“Develop a built-in bullshit detector.” – Ernest Hemingway
Have you seen this story? It is awful on so many levels.
But from my perspective two things really upset me (almost as much as the terrible loss of life itself)
Consider this paragraph:
""The children’s birth mothers will not be notified unless they ask. They
were all young, single mothers at the time of the children’s births,
the agency said.
After their children are adopted, they usually make a fresh start and
our agency doesn’t reach out first. Only if they contact us, we will
inform them what happened," Hong said, adding that no phone calls were
received so far.
The children — Ethan, 10, Seth, 7, Mira, 5,
and Eleanor, 3 — were adopted by the Sueppels in 1998, 1999, 2002 and
2005, respectively, Holt officials said. After adopting Ethan, the
couple decided to adopt his siblings from Korea, rather than other
countries, they said."
So, get this, mothers in Korea surrender their children to adoption and they are given to an American couple. Those children are murdered by the adoptive father and the mothers will NEVER be told. Instead they get to live out their fresh starts with the life long agony of wondering where their children are and how they are doing. They might ponder reunion. They will always wonder what their children look like. Maybe they will get savvy and someday search on their own. Unless they do, they will never be told THEIR CHILDREN ARE DEAD and THEY WERE MURDERED.

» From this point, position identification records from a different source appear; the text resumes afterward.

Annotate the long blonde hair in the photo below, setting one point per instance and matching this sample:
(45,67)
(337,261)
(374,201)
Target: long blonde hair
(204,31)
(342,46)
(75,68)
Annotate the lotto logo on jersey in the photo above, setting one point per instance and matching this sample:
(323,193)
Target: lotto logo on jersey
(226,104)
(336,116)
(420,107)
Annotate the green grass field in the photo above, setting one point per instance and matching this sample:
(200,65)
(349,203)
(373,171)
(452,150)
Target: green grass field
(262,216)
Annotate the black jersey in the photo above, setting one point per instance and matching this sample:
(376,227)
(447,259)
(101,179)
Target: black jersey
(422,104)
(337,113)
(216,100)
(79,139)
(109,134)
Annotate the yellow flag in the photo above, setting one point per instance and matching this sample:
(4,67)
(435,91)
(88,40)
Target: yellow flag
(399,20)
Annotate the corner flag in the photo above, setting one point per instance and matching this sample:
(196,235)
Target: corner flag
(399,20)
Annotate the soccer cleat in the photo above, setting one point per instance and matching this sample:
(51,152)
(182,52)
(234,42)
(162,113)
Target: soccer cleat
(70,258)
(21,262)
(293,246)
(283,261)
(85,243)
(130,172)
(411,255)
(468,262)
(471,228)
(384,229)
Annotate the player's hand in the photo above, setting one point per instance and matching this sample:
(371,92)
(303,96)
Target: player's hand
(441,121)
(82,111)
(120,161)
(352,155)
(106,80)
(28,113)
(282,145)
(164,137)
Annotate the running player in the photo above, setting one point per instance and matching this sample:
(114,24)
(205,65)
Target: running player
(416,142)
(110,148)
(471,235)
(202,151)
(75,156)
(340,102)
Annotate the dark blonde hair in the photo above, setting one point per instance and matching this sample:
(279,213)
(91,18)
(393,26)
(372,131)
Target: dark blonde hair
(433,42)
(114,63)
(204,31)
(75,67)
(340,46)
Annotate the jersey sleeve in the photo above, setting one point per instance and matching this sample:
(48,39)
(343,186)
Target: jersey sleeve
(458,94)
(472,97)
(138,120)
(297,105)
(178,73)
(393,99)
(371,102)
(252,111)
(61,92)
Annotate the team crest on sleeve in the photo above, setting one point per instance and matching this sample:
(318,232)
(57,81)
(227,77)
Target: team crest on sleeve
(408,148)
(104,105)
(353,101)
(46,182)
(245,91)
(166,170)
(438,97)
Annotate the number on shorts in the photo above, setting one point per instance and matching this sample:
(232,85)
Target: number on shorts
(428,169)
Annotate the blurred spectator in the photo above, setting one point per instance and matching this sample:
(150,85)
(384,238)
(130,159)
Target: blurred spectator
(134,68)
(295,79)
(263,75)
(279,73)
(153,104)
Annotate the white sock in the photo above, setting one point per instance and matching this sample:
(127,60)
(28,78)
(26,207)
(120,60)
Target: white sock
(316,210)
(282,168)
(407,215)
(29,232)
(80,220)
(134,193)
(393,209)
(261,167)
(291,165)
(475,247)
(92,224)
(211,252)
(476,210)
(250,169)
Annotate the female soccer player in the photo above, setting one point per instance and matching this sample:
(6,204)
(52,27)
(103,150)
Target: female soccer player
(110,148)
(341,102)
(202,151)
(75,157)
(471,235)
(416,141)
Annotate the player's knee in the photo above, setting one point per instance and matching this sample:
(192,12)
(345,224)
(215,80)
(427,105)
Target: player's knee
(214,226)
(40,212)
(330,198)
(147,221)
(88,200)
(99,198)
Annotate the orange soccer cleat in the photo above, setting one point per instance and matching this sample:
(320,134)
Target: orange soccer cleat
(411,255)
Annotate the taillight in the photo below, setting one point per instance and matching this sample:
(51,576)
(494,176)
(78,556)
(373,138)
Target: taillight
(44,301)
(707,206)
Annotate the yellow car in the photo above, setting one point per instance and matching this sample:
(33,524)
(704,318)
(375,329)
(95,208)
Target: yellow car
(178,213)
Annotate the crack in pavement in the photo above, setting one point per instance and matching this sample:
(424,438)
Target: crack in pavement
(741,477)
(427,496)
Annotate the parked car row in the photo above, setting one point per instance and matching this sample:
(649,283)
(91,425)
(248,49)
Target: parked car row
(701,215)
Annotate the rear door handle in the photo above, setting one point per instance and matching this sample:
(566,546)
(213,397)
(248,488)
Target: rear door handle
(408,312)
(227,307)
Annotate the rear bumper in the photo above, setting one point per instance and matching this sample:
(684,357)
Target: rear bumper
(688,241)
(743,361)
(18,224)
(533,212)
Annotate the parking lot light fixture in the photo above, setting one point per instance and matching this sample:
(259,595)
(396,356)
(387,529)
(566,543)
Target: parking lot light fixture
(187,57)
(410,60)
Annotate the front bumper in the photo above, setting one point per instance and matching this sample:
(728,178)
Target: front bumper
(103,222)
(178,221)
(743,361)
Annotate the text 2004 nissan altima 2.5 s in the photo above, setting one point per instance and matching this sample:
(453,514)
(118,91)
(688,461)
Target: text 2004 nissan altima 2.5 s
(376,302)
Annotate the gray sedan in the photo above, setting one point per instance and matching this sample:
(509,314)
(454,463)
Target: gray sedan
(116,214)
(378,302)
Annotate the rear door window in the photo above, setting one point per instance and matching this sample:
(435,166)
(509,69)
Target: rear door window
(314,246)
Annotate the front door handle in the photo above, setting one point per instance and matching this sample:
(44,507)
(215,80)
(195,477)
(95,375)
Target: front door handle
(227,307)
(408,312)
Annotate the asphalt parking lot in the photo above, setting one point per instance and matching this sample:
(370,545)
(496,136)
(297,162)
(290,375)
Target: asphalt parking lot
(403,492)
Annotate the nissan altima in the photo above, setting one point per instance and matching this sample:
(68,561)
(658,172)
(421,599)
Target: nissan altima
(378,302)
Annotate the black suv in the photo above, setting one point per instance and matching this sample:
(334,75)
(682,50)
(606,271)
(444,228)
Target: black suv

The Holt reps states that they will not notify the mothers due to the "fresh starts" and so far no phone calls have been received.
Guess what, asswipe, there is no such thing as a fresh start. That is adoption koolaid pumping through your veins and corporate doublespeak intended to protect your culpability. Get real.
Women who lose children to adoption get on with their lives but they are never "fresh". They are always, permanently wounded, always scarred. Never, ever the same. I know, I am one of those "fresh starters". Losing my child to adoption was and remains the greatest trauma of my life time. Where exactly is that fresh start? When does it begin? I got big boobs at an early age but perhaps my fresh start is a late blooming activity?
And that phone call? More things the agency never told me. Perhaps they did and I disregarded it, or maybe it was in fine print…
"Please be sure to contact the agency regularly, once a year is good, to see if your child has been murdered. If you don’t call to ask about their death, we will never contact you. Instead, we will let you live out that fresh start you have gotten. Thank you very much. "
Perhaps the agencies should hand out phone calling cards after we sign TPRs just to insure the crackhead birthmothers have enough money to make those dead pool calls?